Here are our top care and cleaning tips:
- No soap or cleaning chemicals: Avoid soap, oils, and cleaning chemicals altogether. Baking soda works just fine, as well as water and a stone brush.
- Season your stone: Before the first cooking session, season your stone by baking some buttery cookies on it. This seasons it naturally without causing grease build-up.
- Dry thoroughly: Before storing your pizza stone, ensure it’s 100 percent dry. You might want to leave it drip-drying overnight to ensure this. If it’s still slightly damp, you could end up with a mold issue.
- Avoid the dishwasher: This might seem pretty obvious now that you know lots about how to clean a pizza stone. But yes, certainly avoid putting your stone in the dishwasher.
- No sharp objects: Don’t clean the pizza stone with steel wool or other metallic cleaners. This will scratch your pizza stone. If you’re struggling with stubborn debris, medium grit sandpaper is a better option.
- Don’t deep clean after every use: Scraping food off and wiping the pizza stone with water is enough for regular cleaning. The baking soda trick is only necessary for deep cleans.

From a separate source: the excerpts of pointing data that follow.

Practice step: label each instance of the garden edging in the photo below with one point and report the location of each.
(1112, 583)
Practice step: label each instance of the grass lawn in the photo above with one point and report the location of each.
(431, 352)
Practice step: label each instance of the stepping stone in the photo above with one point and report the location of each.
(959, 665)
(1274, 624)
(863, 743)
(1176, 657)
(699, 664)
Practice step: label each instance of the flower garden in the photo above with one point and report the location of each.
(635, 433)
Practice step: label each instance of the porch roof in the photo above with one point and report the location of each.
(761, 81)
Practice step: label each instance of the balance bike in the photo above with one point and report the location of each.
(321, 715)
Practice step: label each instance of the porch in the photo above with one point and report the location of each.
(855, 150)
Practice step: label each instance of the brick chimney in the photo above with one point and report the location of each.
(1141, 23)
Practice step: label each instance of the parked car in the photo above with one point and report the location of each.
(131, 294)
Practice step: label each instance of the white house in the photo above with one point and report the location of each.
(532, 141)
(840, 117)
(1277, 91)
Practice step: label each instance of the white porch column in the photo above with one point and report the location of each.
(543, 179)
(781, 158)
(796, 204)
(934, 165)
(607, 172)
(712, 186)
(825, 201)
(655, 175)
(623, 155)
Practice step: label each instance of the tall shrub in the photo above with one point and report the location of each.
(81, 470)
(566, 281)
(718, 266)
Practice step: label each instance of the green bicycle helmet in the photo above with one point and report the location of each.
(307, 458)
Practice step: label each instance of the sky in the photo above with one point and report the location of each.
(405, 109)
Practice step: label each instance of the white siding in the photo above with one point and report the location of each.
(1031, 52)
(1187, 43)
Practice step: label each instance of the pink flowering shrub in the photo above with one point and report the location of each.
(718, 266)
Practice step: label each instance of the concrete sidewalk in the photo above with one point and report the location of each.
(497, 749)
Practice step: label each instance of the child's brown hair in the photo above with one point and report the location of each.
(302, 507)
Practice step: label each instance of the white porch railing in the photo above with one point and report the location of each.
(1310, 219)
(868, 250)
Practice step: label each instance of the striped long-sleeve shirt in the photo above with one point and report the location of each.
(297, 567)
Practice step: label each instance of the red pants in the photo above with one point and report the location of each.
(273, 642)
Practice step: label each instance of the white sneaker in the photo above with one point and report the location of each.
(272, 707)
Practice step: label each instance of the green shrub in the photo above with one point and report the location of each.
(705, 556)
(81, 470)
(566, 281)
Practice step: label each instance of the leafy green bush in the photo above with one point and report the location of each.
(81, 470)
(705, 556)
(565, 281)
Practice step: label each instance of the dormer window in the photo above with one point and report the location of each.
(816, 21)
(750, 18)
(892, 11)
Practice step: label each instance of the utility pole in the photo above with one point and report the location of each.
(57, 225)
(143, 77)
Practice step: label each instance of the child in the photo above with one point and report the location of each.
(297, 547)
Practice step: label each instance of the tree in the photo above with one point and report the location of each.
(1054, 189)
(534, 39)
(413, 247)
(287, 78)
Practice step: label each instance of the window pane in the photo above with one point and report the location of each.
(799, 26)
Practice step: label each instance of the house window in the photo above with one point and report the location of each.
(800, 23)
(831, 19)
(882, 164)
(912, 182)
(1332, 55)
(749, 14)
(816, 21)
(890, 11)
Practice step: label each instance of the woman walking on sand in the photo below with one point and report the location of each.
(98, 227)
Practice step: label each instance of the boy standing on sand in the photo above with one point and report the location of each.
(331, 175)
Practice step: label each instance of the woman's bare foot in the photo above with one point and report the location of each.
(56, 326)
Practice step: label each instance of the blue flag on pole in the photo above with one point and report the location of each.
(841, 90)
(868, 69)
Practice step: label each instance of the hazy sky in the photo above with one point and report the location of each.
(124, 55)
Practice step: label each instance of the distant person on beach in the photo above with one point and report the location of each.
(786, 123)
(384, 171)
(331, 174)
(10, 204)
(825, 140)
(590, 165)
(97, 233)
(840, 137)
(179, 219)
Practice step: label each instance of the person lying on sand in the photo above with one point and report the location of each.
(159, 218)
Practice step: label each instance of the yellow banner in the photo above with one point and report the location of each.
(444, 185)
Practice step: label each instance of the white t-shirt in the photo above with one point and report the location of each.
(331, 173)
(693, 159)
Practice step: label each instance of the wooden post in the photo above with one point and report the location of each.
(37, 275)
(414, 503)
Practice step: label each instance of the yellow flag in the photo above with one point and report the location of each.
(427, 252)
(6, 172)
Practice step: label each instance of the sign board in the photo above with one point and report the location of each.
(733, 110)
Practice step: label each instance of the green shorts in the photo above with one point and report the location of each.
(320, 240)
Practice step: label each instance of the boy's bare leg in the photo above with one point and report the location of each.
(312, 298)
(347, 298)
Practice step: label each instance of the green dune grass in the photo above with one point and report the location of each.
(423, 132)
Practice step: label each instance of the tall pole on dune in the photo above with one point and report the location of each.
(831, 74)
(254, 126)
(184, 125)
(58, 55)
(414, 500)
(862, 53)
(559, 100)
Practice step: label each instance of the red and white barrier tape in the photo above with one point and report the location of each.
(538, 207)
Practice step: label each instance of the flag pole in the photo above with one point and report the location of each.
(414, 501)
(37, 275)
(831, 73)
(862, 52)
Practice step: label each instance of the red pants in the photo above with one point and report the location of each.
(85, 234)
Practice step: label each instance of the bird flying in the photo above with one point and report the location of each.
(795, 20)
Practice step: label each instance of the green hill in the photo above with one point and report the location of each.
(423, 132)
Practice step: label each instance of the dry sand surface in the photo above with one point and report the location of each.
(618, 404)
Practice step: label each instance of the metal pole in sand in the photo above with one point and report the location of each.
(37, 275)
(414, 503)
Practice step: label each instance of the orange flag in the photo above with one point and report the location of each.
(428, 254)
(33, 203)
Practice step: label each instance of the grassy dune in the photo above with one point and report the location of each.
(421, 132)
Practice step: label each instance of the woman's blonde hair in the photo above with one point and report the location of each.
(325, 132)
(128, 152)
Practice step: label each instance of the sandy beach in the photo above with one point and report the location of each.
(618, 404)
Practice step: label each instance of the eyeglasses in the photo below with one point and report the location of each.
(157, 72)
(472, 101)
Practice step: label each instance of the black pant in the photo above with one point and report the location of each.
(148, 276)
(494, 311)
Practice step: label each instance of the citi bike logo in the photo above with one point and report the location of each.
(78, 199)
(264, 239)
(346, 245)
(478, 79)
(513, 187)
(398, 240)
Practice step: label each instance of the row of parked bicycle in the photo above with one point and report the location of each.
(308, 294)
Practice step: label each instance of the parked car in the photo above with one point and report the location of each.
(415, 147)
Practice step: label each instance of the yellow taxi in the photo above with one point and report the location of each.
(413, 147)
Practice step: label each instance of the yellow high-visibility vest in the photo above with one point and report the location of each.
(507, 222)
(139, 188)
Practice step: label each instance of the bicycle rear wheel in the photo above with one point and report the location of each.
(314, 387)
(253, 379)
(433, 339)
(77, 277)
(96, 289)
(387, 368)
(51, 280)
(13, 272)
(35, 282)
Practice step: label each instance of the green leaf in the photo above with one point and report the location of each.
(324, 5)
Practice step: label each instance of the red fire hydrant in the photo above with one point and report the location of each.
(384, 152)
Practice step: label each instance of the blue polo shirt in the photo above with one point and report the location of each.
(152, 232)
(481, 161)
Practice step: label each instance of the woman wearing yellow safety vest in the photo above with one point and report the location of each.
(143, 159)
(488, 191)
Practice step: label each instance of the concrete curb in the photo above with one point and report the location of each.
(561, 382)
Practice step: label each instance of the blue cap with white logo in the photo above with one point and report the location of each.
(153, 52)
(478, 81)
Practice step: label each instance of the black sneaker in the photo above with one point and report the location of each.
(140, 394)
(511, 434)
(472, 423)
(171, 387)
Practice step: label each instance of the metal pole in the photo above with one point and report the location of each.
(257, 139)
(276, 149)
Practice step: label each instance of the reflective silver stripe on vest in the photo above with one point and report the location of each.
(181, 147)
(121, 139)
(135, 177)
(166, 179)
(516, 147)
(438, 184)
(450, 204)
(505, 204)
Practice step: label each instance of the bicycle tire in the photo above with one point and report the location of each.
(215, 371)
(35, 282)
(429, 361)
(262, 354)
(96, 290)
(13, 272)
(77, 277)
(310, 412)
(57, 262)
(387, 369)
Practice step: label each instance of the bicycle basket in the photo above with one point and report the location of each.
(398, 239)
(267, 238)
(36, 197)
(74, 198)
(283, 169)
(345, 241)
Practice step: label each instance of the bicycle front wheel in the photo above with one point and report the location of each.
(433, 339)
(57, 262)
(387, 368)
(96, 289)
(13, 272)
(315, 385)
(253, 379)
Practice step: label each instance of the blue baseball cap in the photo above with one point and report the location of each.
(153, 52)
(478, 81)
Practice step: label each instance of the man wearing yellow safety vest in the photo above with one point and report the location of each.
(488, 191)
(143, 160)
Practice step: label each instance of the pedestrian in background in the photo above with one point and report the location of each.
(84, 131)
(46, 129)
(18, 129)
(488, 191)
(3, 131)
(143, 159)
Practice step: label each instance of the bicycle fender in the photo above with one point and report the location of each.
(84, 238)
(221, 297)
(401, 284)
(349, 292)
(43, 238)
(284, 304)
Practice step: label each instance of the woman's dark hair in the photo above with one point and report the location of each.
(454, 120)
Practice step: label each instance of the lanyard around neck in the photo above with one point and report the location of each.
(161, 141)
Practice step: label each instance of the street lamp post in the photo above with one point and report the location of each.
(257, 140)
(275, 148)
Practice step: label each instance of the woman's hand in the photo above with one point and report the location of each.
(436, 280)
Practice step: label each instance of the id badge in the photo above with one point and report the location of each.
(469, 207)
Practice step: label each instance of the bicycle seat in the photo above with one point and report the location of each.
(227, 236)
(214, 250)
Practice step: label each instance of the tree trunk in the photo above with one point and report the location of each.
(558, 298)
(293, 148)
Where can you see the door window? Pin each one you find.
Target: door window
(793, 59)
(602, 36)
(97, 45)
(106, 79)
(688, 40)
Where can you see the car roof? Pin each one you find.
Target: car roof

- Don’t submerge in water: You might think leaving a pizza stone to soak in water will make your cleaning task easier, but the stone will soak all that water right up. The next time you make pizza using the stone, it won’t be crispy.
- Use a steel pizza peel: To transfer your pizza off the stone to your plate, use a steel pizza peel. If you use a plastic or rubber spatula, it could easily melt. A wooden pizza steel is a good option, but they’re harder to clean.
- Avoid cracking: You don’t want your pizza stone to crack. To prevent that, avoid sudden temperature changes, too much moisture, putting frozen pizza on a hot stone, dropping the pizza stone (obviously), or putting the hot pizza stone onto a cold countertop.
- Store the pizza stone in the oven: This saves you cupboard space but remember to remove the stone if issuing a self-cleaning cycle on your oven.
- Use parchment paper: If you’re scared of staining your pizza stone and don’t want to go through the whole cleaning debacle, you can always lay parchment paper down before your pizza. This will make it easier to clean the stone. Plus, your pizza will never taste funny if you have used soap on the stone before.
I Washed My Pizza Stone With Soap
Honestly… so have we. The best way to clean a pizza stone was news to us, too! So you’re not alone if you’ve done this.
But now that you know how bad it is — what do you do?
- Cover the stone: Completely cover the pizza stone with pieces of bread.
- Bake the stone: Put the stone in the oven at 350 degrees until the bread is toasted. The dough should absorb the soap within the stone’s pores.
- Clean as usual: Remove the bread, toss them in the garbage, then clean the pizza stone as usual, using the above methods. Repeat these three steps if necessary. You may also want to lay down parchment paper the next few times you cook a pizza.
Love Every Bite
A pizza stone is a wonderful investment. As if pizza isn’t good enough already, a pizza stone can make it much better.
When you know how to clean a baking stone properly, you will up your pizza game. You’ll also ensure your pizza stone lasts a long time.
Remember never to use soap or too much water to clean your stone. Scraping off excess food and wiping the stone with a damp cloth is enough. Try a baking soda paste instead of soapy water if you have sticky stains. Trust us, it works!